Imagine you have boxes, numbered 0, 1, 2, 3, etc. In each one of these boxes, you can store a two-digits number, for example, 01, 23, 86, etc. This represents the computer memory. So these boxes are good for storing numbers up to 99, but now, how do we store larger numbers? One possible way is splitting the number in two-digits parts. For instance, suppose we want to store the number 6952. We can split it in the parts "69" and "52". Then we can store "69" in box 0, and "52" in box 1. Or we can store "52" in box 0, and "69" in box 1. The first case is called Big Endian order, and the second case is called Little Endian order.

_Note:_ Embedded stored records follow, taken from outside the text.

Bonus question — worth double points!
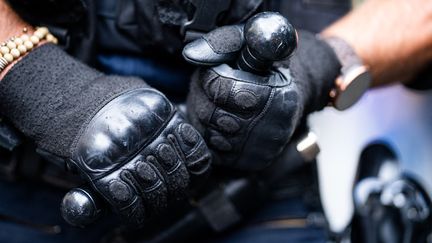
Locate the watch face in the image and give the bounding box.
[334,66,372,110]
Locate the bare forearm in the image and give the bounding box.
[0,0,34,80]
[322,0,432,86]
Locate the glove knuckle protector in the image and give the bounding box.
[70,88,210,223]
[188,65,301,170]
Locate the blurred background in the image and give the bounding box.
[309,85,432,231]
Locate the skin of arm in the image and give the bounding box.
[321,0,432,86]
[0,0,34,80]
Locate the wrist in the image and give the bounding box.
[0,27,57,80]
[320,36,372,110]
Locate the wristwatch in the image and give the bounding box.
[322,37,372,110]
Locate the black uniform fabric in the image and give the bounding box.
[0,44,148,157]
[183,26,341,170]
[282,31,341,114]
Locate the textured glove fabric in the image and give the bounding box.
[0,45,210,224]
[183,26,340,170]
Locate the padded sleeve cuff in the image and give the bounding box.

In binary, each box (memory address) can store 8 binary digits (8 bits). So if you want to sore the number 010111010 11111111 01011101 11011001 (I already split the number in 8-bits parts), you can store the first part in memory address x, the second part in address x+1, and so on, and thats big endian. Reversing the order: last part in mem addr x, third part in mem addr x+1 ... first part in mem addr x+3, gives little endian.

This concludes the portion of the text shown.